On May 15, 2023 the USDoE released its revisions of the Guidance. Should you be concerned about changes that were made? The short answer is, No.
What has changed in 2023?
For the most part, only slight wording changes were made to the Guidance that do not change the overall meaning. For example, references to the Bible, Torah, and Koran were replaced with “religious materials.” When referring to student prayer, the term “grace” was replaced with “a prayer or blessing.”
Due to the recent Supreme Court victory of our friends at First Liberty Institute, the updated Guidance references the Kennedy v. Bremerton School District ruling allowing educators to pray even if students see it. The Guidance now includes:
“...not everything that a public school teacher, coach, or other official says in the workplace constitutes governmental speech, and schools….may not prohibit those employees from engaging in prayer merely because it is religious or because some observers, including students, might misperceive the school as endorsing that expression.”
However, First Liberty attorney Keisha Russell expressed concern that “the administration’s new guidance relies on old propositions derived from the overturned Lemon decision.” In Kennedy v. Bremerton, the Supreme Court overruled a precedent known as the Lemon test, which unnecessarily restricted religious freedom for over 50 years. She reiterated the importance of following the Court’s recent ruling and making sure that “any restriction placed on religious freedom by those outdated cases is restored to the fullest extent required by the First Amendment.”
The updated Guidance has pared down the section addressing the Equal Access Act allowing students to organize religious clubs. It removed a portion of the 2020 Guidance which stated that student clubs have the right to require club leaders to hold to the clubs’ religious beliefs.
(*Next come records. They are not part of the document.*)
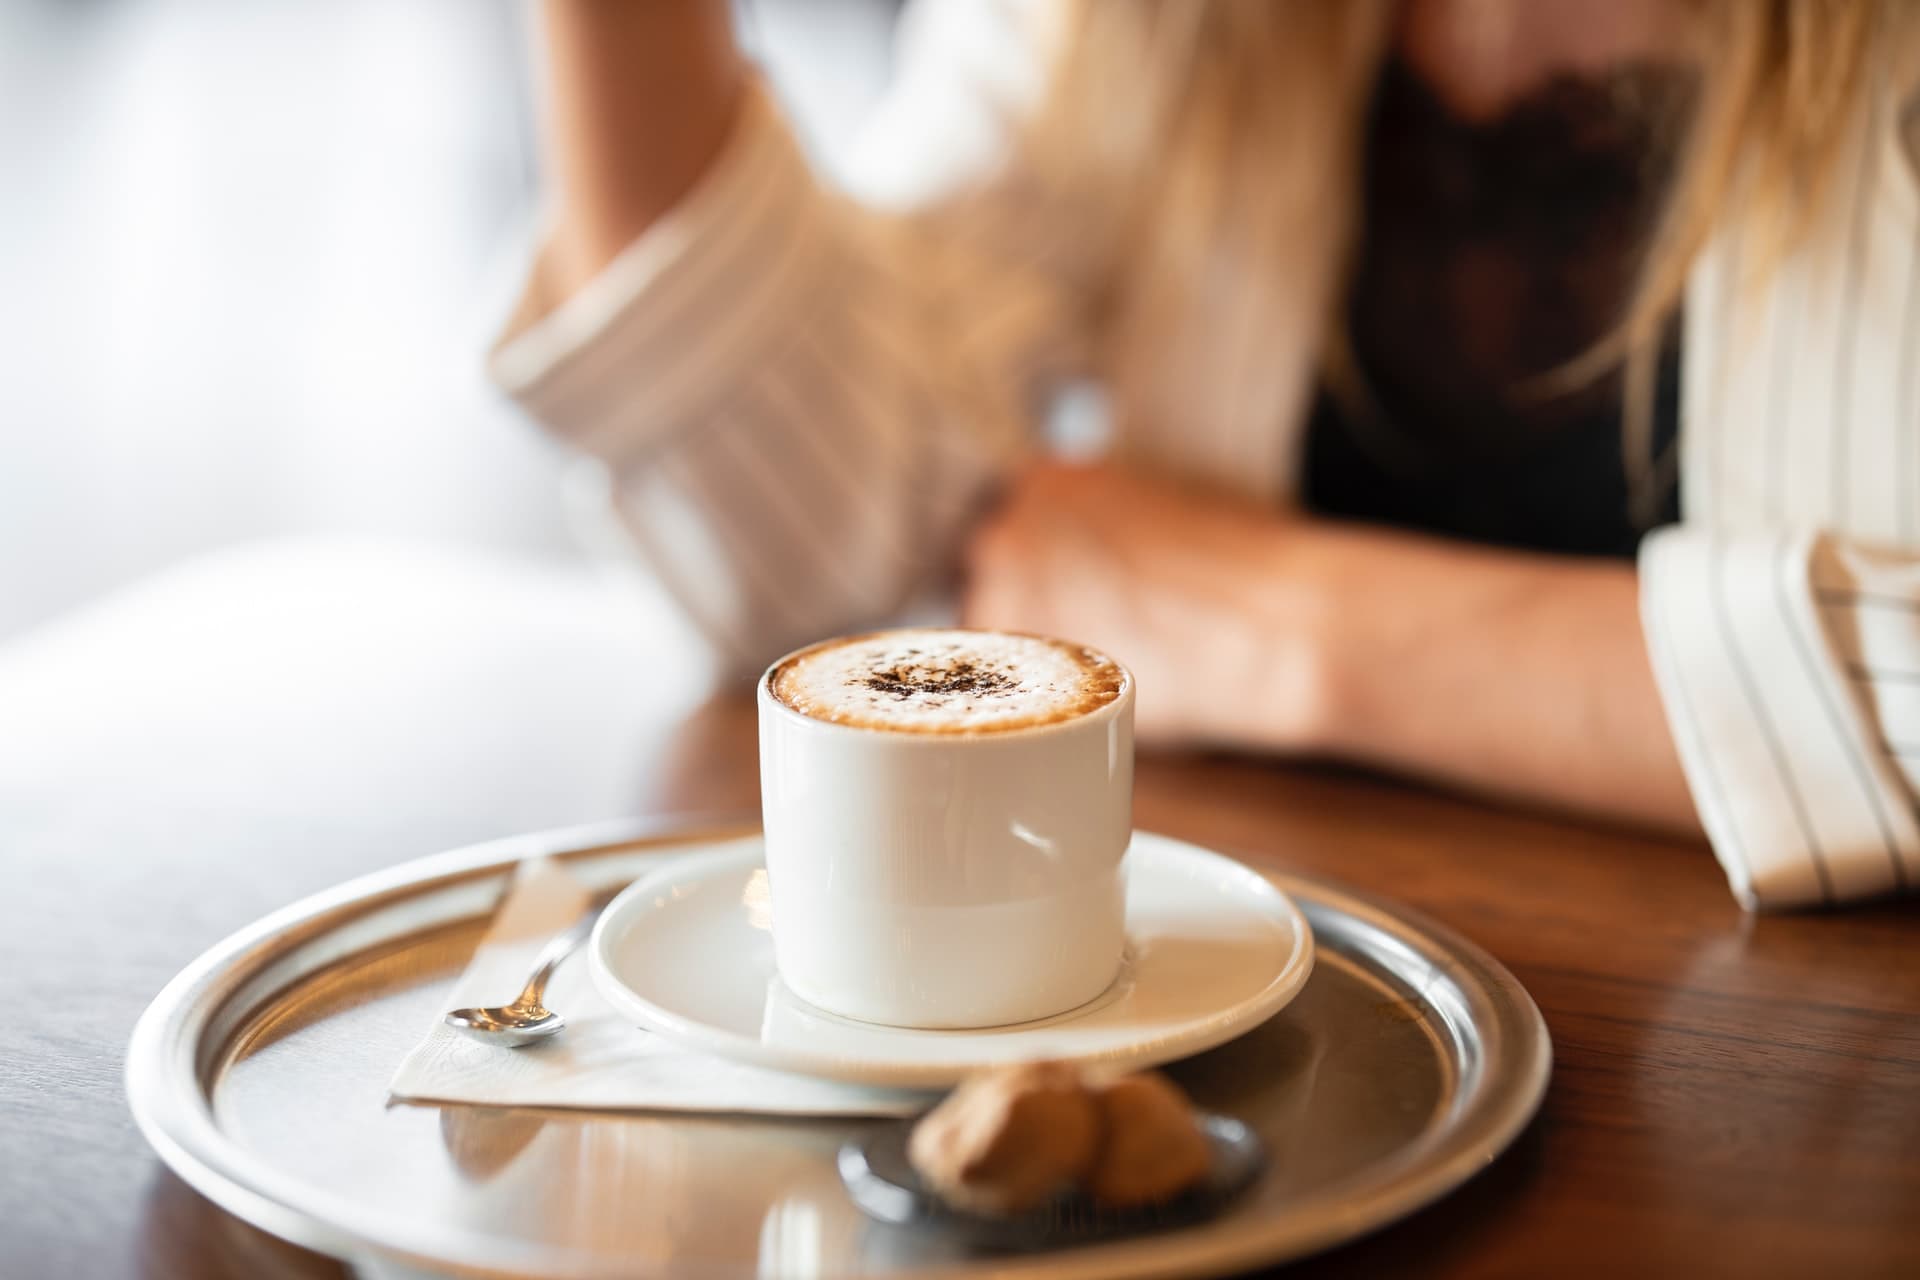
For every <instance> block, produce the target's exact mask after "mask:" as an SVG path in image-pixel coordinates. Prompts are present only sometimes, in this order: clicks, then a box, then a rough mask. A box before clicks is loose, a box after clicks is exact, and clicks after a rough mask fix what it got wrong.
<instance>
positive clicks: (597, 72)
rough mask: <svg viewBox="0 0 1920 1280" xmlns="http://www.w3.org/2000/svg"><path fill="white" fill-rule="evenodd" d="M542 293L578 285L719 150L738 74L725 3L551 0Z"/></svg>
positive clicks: (660, 211) (636, 234)
mask: <svg viewBox="0 0 1920 1280" xmlns="http://www.w3.org/2000/svg"><path fill="white" fill-rule="evenodd" d="M543 12H545V44H547V73H549V75H547V83H549V90H547V121H545V134H547V157H549V171H551V182H553V194H555V225H553V238H551V240H549V244H547V257H545V284H547V290H549V292H551V294H553V296H555V297H551V299H549V301H557V299H559V297H564V296H566V294H572V292H574V290H576V288H580V286H582V284H586V282H588V280H589V278H593V274H595V273H597V271H601V269H603V267H605V265H607V263H609V261H612V257H614V255H616V253H620V249H622V248H626V244H630V242H632V240H634V236H637V234H639V232H641V230H645V228H647V226H649V225H651V223H653V221H655V219H659V217H660V215H662V213H664V211H666V209H668V207H672V205H674V201H678V200H680V198H682V196H684V194H685V192H687V190H689V188H691V186H693V184H695V182H697V180H699V177H701V175H703V173H705V171H707V167H708V165H710V163H712V159H714V157H716V155H718V154H720V148H722V146H724V144H726V136H728V129H730V127H732V123H733V115H735V111H737V109H739V98H741V86H743V69H741V59H739V52H737V50H735V46H733V33H732V25H730V19H728V4H726V0H672V2H643V4H634V2H632V0H547V4H545V6H543Z"/></svg>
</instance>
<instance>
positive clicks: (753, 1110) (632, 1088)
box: [388, 860, 927, 1115]
mask: <svg viewBox="0 0 1920 1280" xmlns="http://www.w3.org/2000/svg"><path fill="white" fill-rule="evenodd" d="M586 910H588V892H586V889H584V887H582V885H580V883H578V881H576V879H574V877H572V875H568V873H566V871H564V869H563V867H559V865H557V864H551V862H547V860H534V862H526V864H522V865H520V869H518V871H516V873H515V881H513V887H511V889H509V892H507V898H505V902H501V906H499V912H497V913H495V915H493V925H492V927H490V929H488V935H486V938H484V940H482V942H480V950H478V952H474V958H472V961H470V963H468V965H467V971H465V973H463V975H461V979H459V983H455V984H453V990H451V992H447V998H445V1004H447V1007H449V1009H457V1007H465V1006H490V1004H505V1002H509V1000H513V998H515V994H518V990H520V984H522V983H524V981H526V975H528V971H530V969H532V967H534V956H536V954H538V952H540V948H541V946H545V942H547V938H551V936H553V935H557V933H561V931H563V929H566V927H568V925H570V923H572V921H576V919H580V915H582V912H586ZM547 1007H551V1009H559V1011H561V1013H564V1015H566V1029H564V1031H563V1032H561V1034H557V1036H553V1038H551V1040H547V1042H543V1044H536V1046H528V1048H520V1050H509V1048H495V1046H490V1044H478V1042H474V1040H470V1038H467V1036H463V1034H461V1032H457V1031H453V1029H451V1027H447V1025H444V1023H442V1021H440V1015H438V1013H436V1015H434V1027H432V1029H430V1031H428V1032H426V1038H424V1040H422V1042H420V1044H419V1046H415V1050H413V1052H411V1054H407V1059H405V1061H403V1063H399V1071H397V1073H396V1075H394V1082H392V1084H390V1086H388V1092H390V1094H392V1096H394V1098H396V1100H403V1102H470V1103H484V1105H505V1107H591V1109H637V1111H732V1113H749V1111H751V1113H764V1115H910V1113H914V1111H920V1109H924V1107H925V1105H927V1096H925V1094H916V1092H910V1090H883V1088H864V1086H856V1084H837V1082H833V1080H816V1079H812V1077H801V1075H787V1073H783V1071H768V1069H764V1067H749V1065H745V1063H735V1061H730V1059H724V1057H714V1055H710V1054H699V1052H693V1050H684V1048H676V1046H674V1044H670V1042H668V1040H664V1038H660V1036H655V1034H651V1032H647V1031H641V1029H637V1027H634V1025H632V1023H630V1021H626V1019H624V1017H622V1015H618V1013H614V1009H612V1006H609V1004H607V1002H605V1000H601V996H599V992H597V990H593V981H591V979H589V975H588V963H586V948H580V950H578V952H574V954H572V956H570V958H568V960H566V961H564V963H563V965H561V969H559V973H555V975H553V983H551V984H549V986H547Z"/></svg>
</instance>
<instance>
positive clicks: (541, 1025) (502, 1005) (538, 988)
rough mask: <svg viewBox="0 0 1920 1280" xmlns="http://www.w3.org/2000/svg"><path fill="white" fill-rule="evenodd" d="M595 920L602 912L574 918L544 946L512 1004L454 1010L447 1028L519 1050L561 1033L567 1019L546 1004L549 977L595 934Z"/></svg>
mask: <svg viewBox="0 0 1920 1280" xmlns="http://www.w3.org/2000/svg"><path fill="white" fill-rule="evenodd" d="M595 919H599V912H588V913H586V915H582V917H580V919H578V921H574V927H572V929H568V931H566V933H563V935H559V936H557V938H553V940H551V942H547V946H543V948H541V952H540V958H538V960H534V973H532V977H528V979H526V986H524V988H522V990H520V994H518V996H515V1000H513V1004H493V1006H476V1007H470V1009H453V1011H451V1013H447V1015H445V1023H447V1027H451V1029H453V1031H459V1032H461V1034H465V1036H470V1038H474V1040H480V1042H482V1044H493V1046H499V1048H503V1050H516V1048H522V1046H528V1044H534V1042H536V1040H545V1038H547V1036H551V1034H559V1031H561V1029H563V1027H566V1019H564V1017H561V1015H559V1013H555V1011H553V1009H549V1007H547V1006H545V998H547V979H551V977H553V971H555V969H559V967H561V961H563V960H566V958H568V956H572V954H574V952H576V950H578V948H580V944H582V942H586V940H588V936H589V935H591V933H593V921H595Z"/></svg>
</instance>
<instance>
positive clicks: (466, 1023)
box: [445, 1004, 566, 1048]
mask: <svg viewBox="0 0 1920 1280" xmlns="http://www.w3.org/2000/svg"><path fill="white" fill-rule="evenodd" d="M445 1021H447V1027H451V1029H453V1031H461V1032H467V1034H468V1036H472V1038H474V1040H482V1042H486V1044H501V1046H509V1048H518V1046H522V1044H534V1042H536V1040H545V1038H547V1036H551V1034H557V1032H559V1031H561V1029H563V1027H566V1019H564V1017H561V1015H559V1013H555V1011H553V1009H543V1007H540V1006H538V1004H536V1006H532V1007H524V1006H516V1004H507V1006H495V1007H490V1009H453V1011H451V1013H447V1019H445Z"/></svg>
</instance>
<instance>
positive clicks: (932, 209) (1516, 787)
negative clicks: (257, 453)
mask: <svg viewBox="0 0 1920 1280" xmlns="http://www.w3.org/2000/svg"><path fill="white" fill-rule="evenodd" d="M547 15H549V23H547V27H549V50H551V59H553V86H555V88H553V102H551V121H553V159H555V177H557V215H555V221H553V228H551V234H549V240H547V246H545V251H543V255H541V257H540V263H538V267H536V271H534V276H532V282H530V286H528V292H526V299H524V301H522V307H520V311H518V315H516V319H515V322H513V326H511V328H509V334H507V338H505V340H503V344H501V347H499V351H497V353H495V365H493V368H495V374H497V378H499V380H501V382H503V386H507V388H509V390H511V391H513V393H515V395H516V397H520V399H522V403H524V405H526V407H528V409H530V411H532V413H534V415H536V416H540V418H541V420H543V422H547V424H549V426H551V428H553V430H555V432H559V434H561V436H564V438H568V439H572V441H574V443H578V445H580V447H582V449H586V451H589V453H593V455H597V457H599V459H603V461H605V464H607V470H609V476H611V480H612V497H614V509H616V512H618V516H620V522H622V526H624V528H626V530H628V532H630V533H632V541H634V545H636V549H637V551H639V555H643V557H645V558H647V560H651V562H653V566H655V570H657V572H659V574H660V578H662V580H664V581H666V583H668V585H670V587H672V589H674V591H676V595H678V597H680V601H682V603H684V604H685V608H687V610H689V614H691V616H693V618H697V620H699V622H701V624H703V626H705V628H707V631H708V633H710V635H712V637H714V639H716V643H720V645H724V647H728V649H730V651H732V654H733V656H735V658H737V660H739V662H741V664H743V666H747V668H751V666H755V664H758V662H762V660H766V658H768V656H772V654H778V652H780V651H781V649H787V647H791V645H795V643H801V641H806V639H812V637H816V635H824V633H833V631H845V629H851V628H858V626H866V624H870V622H876V620H881V618H885V616H887V614H889V612H893V610H897V608H899V606H900V603H902V601H904V599H908V595H910V593H914V591H916V589H920V587H924V585H925V583H929V581H939V580H941V574H943V572H945V570H950V568H952V566H956V564H958V566H962V568H964V578H962V580H964V587H962V614H964V618H966V620H970V622H975V624H983V626H1006V628H1021V629H1035V631H1054V633H1068V635H1077V637H1083V639H1087V641H1091V643H1096V645H1100V647H1104V649H1110V651H1114V652H1117V654H1123V656H1125V660H1127V662H1129V664H1131V666H1133V668H1135V670H1137V672H1139V677H1140V691H1142V693H1140V735H1142V739H1146V741H1202V743H1213V745H1229V747H1240V748H1252V750H1271V752H1317V754H1332V756H1342V758H1350V760H1359V762H1367V764H1375V766H1386V768H1394V770H1404V771H1411V773H1419V775H1427V777H1434V779H1442V781H1448V783H1453V785H1461V787H1469V789H1478V791H1488V793H1501V794H1513V796H1523V798H1530V800H1540V802H1549V804H1563V806H1574V808H1584V810H1590V812H1599V814H1611V816H1620V818H1628V819H1640V821H1653V823H1663V825H1668V827H1678V829H1692V827H1697V825H1703V827H1705V831H1707V835H1709V837H1711V841H1713V846H1715V850H1716V854H1718V858H1720V862H1722V864H1724V867H1726V871H1728V877H1730V881H1732V887H1734V892H1736V896H1738V898H1740V900H1741V902H1743V904H1747V906H1782V904H1807V902H1832V900H1841V898H1851V896H1862V894H1874V892H1885V890H1893V889H1905V885H1907V883H1908V881H1916V879H1920V825H1916V818H1914V785H1916V779H1920V771H1916V770H1920V754H1905V752H1908V750H1920V747H1916V748H1908V747H1905V745H1907V743H1912V745H1920V558H1916V557H1914V555H1910V553H1908V551H1901V549H1897V547H1920V399H1916V376H1914V365H1916V363H1920V320H1916V315H1920V251H1916V246H1920V182H1916V173H1914V165H1912V155H1910V150H1908V148H1905V146H1903V130H1901V125H1903V119H1905V121H1910V119H1912V117H1910V113H1905V106H1907V86H1908V84H1910V83H1912V77H1910V73H1912V65H1910V54H1912V50H1914V48H1916V38H1914V36H1916V12H1914V8H1910V6H1905V4H1897V2H1887V4H1876V2H1874V0H1824V2H1822V0H1776V2H1772V4H1749V2H1747V0H1697V2H1693V4H1688V2H1686V0H1634V2H1619V4H1605V6H1597V4H1584V2H1580V0H1405V2H1404V4H1386V2H1384V0H1379V2H1373V4H1342V2H1338V0H1300V2H1292V4H1275V2H1271V0H1212V2H1204V0H1202V2H1181V0H1162V2H1160V4H1154V2H1150V0H1100V2H1089V4H1077V6H1075V4H1046V2H1018V4H1012V2H1008V4H989V2H987V0H956V2H952V4H945V6H931V8H925V10H922V12H916V13H910V15H908V19H906V38H904V54H902V67H900V71H899V77H897V84H895V88H893V90H891V94H889V100H887V104H885V106H883V109H881V111H879V113H877V119H876V123H874V129H872V136H870V138H868V140H866V142H864V148H862V152H860V154H858V157H856V161H854V165H852V169H854V175H852V178H851V180H849V186H851V188H852V194H851V196H847V194H839V192H829V190H826V186H824V184H822V182H820V180H816V178H814V177H812V175H810V173H808V169H806V165H804V163H803V159H801V155H799V152H797V148H795V144H793V142H791V136H789V134H787V130H785V125H783V123H781V119H780V115H778V111H776V109H774V107H772V106H770V104H768V100H766V96H764V92H762V90H760V88H756V86H755V84H753V83H751V79H749V77H747V73H745V71H743V69H741V63H739V58H737V56H735V52H733V46H732V40H730V33H728V23H726V4H724V0H714V2H710V4H676V6H622V4H599V2H593V0H549V6H547ZM1069 380H1091V382H1092V384H1094V386H1098V388H1102V390H1104V393H1106V399H1108V405H1110V409H1112V422H1114V441H1112V457H1110V461H1108V462H1104V464H1098V466H1068V464H1060V462H1046V461H1041V459H1039V453H1037V449H1035V439H1037V436H1039V432H1041V428H1039V422H1041V420H1043V418H1044V413H1046V405H1048V399H1046V395H1048V391H1054V390H1058V388H1060V386H1064V384H1068V382H1069ZM989 501H991V505H989ZM1682 514H1684V520H1682V518H1680V516H1682ZM1655 526H1667V528H1657V532H1651V535H1647V537H1642V535H1644V533H1647V532H1649V530H1655ZM1636 553H1638V555H1636Z"/></svg>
While this should be obvious, it is not specifically addressed in the Equal Access Act.
The 2023 Guidance adds clarity about school choirs performing religious music:
“[P]ublic schools generally may allow student choirs to perform music inspired by or based on religious themes or texts as part of school-sponsored activities and events, provided that the music is not performed as a religious exercise and is not used to promote or favor religion generally, a particular religion, or a religious belief.”
It also adds a sentence encouraging schools to inform students of their religious freedom. It states that public schools may teach about religion “and promote religious liberty and respect for religious views (or lack thereof) of all.”